Сказать, что Антон опешил – было бы не совсем то слово, каким следовало выразить его состояние.
– Так ведь я ж никогда в газете не работал… Никакого представления не имею… – пролепетал он в сильнейшей растерянности.
– Но газеты ведь ты читаешь? Вот и представление! – сказал завотделом.
– Одно дело – просто читать, другое – быть сотрудником…
– Да чего ж хитрого! У нас ведь не «Правда», не «Труд», не «Комсомолка». Обычная маленькая районная многотиражка. Две полосы всего. На первой передовая и перепечатка сообщений Совинформбюро. На второй – местная жизнь. Советы агронома, письма земляков с фронта. Выпускается всего раз в неделю. Но газета для района нужна, в ней отражение местных событий, примеры хорошей работы, плохой, имена передовиков. Это на людей, знаешь, как действует, когда они о себе читают, о своих товарищах, знакомых…
Пуская клубами дым – это получилось у него мастерски, прямо художественно – завотделом продолжал неотрывно смотреть Антону в лицо; взгляд его покорял, подчинял Антона своему влиянию даже больше, чем слова.
– Не знаю – потяну ли…
– Возьмешься – потянешь. Как это не потянешь – законченная десятилетка за плечами. К тому же тебя райком комсомола, райком партии просят. Два райкома! Надо потянуть. Все, решено! Давай лапу – и действуй! – с дружеской грубоватостью, нарочно играя в нее для тесного и короткого контакта с Антоном, сказал завершающим тоном завотдела, и так стиснул Антону кисть руки, что у того даже хрустнули пальцы.
Сказанные им слова ожили в памяти Антона через много лет, когда тот же смысл отлился в другую форму и по всей стране зазвучал, зазвенел, как медь, чеканный лозунг: «Партия сказала – надо, комсомол ответил – есть!»
34
В редакцию Антона повел комсомольский секретарь. Звали его Серафим Волков. По дороге он рассказывал историю своего ранения.

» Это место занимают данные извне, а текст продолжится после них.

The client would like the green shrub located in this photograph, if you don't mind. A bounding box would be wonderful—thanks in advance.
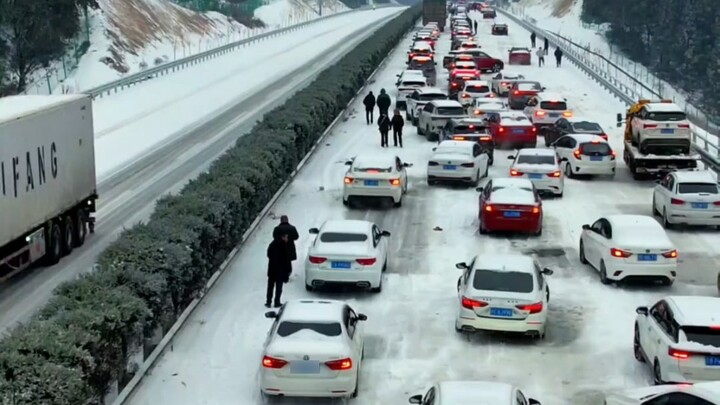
[0,3,420,405]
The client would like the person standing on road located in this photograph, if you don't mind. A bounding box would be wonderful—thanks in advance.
[535,48,545,67]
[555,47,563,67]
[378,113,392,148]
[390,108,405,148]
[377,89,392,115]
[265,233,292,308]
[363,91,375,125]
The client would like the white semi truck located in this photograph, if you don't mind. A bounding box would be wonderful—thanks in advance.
[0,95,97,282]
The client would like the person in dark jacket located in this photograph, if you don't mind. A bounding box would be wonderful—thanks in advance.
[265,233,292,308]
[377,89,392,115]
[363,91,375,125]
[378,112,392,148]
[390,108,405,148]
[273,215,300,262]
[555,47,563,67]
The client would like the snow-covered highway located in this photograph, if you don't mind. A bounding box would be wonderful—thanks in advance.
[0,7,404,330]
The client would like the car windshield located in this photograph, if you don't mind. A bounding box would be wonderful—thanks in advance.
[682,326,720,347]
[678,183,718,194]
[277,321,342,337]
[516,155,555,165]
[320,232,367,243]
[438,107,465,115]
[473,270,535,293]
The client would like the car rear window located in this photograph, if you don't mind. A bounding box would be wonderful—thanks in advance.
[540,101,567,111]
[320,232,367,243]
[438,107,465,115]
[277,321,342,337]
[473,270,535,293]
[517,155,555,165]
[681,326,720,347]
[678,183,718,194]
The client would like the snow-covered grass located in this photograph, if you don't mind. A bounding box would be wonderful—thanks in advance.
[124,12,720,405]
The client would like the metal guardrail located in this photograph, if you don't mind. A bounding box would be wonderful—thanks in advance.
[498,8,720,171]
[82,4,397,99]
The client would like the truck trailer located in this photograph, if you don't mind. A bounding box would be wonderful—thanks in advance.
[0,95,97,282]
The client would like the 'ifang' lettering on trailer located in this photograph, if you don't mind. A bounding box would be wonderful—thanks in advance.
[0,142,58,198]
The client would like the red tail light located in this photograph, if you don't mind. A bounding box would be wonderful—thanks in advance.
[356,257,377,266]
[610,248,632,259]
[308,256,327,264]
[515,302,543,314]
[325,357,352,371]
[263,356,287,369]
[668,347,690,360]
[462,297,488,309]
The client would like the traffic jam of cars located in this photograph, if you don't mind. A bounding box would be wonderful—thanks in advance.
[261,3,720,405]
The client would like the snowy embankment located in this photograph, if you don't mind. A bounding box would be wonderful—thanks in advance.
[512,0,720,156]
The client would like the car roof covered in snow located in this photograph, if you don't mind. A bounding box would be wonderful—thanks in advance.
[282,299,345,322]
[605,214,673,248]
[665,295,720,327]
[438,381,513,405]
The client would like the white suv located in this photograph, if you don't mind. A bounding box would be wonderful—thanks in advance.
[633,296,720,384]
[524,93,573,135]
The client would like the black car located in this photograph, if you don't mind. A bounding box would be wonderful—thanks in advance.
[438,118,495,165]
[544,117,608,146]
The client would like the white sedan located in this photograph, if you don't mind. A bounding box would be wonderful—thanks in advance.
[552,134,617,178]
[260,299,367,398]
[652,170,720,228]
[305,219,390,292]
[605,381,720,405]
[508,148,565,197]
[427,141,490,185]
[580,215,678,285]
[409,381,542,405]
[455,254,553,339]
[343,153,412,207]
[633,296,720,384]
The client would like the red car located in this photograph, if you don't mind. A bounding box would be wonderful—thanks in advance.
[486,111,537,148]
[477,178,543,236]
[508,48,532,65]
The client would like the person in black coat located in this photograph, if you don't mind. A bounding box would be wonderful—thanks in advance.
[377,89,392,115]
[378,113,392,148]
[273,215,300,262]
[390,108,405,148]
[363,91,375,125]
[265,234,292,308]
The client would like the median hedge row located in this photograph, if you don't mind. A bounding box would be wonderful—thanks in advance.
[0,6,420,405]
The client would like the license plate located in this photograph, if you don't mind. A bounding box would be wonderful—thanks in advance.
[490,308,512,318]
[290,360,320,374]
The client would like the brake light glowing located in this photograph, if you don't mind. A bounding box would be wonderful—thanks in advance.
[462,297,488,309]
[325,357,352,371]
[263,356,287,369]
[610,248,632,259]
[515,302,543,314]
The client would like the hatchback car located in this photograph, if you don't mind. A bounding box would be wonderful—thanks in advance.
[455,254,553,339]
[305,219,390,292]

– Наша часть на самой границе стояла, в Литве. Занимались строительством дотов. Наши казармы, двор из булыжника, еще пятьсот метров – и речной берег, граница. На той стороне немцы ходят. В субботу, двадцать первого, у нас концерт самодеятельности был, пели, «Яблочко» плясали. Закончилось поздно. Разошлись по казармам, еще с час балагурили, курили, легли уже в третьем часу. А полчетвертого – грохот, снаряды прямо на дворе рвутся, булыжники во все стороны летят. Никто ничего не понимает, никаких предупреждений не было. Что делать? Одни командиры кричат: «Боевая тревога, разобрать оружие, патроны!» Мечутся все, как угорелые, одни туда, другие сюда, раненые кричат… До штаба не дозвониться, связь или перебита, или диверсанты перерезали. Наш комбат сразу сообразил, что никакая это не провокация, это самая настоящая война. Надо занимать оборону. Кроме винтовок в батальоне только пулеметы, но они на складе, склад под замком, а где ключи – сам черт не знает. Комбат приказывает: сбивай замки! Я хватаю булыган – бах по замку! А он здоровенный, его кувалдой не собьешь, купцы такие на свои амбары вешали. Еще раз – бах! А тут и меня самого по локтю… Рука и повисла. Я ее хвать правой – как плеть. На одни жилах висит…
Редакция оказалась близко, и Серафим прервал свой рассказ. Она находилась в типичном деревянном доме свежей постройки; тесанные топором бревна еще не утратили своей белизны. Рядом с крыльцом висела вывеска с названием газеты: «Сталинский клич».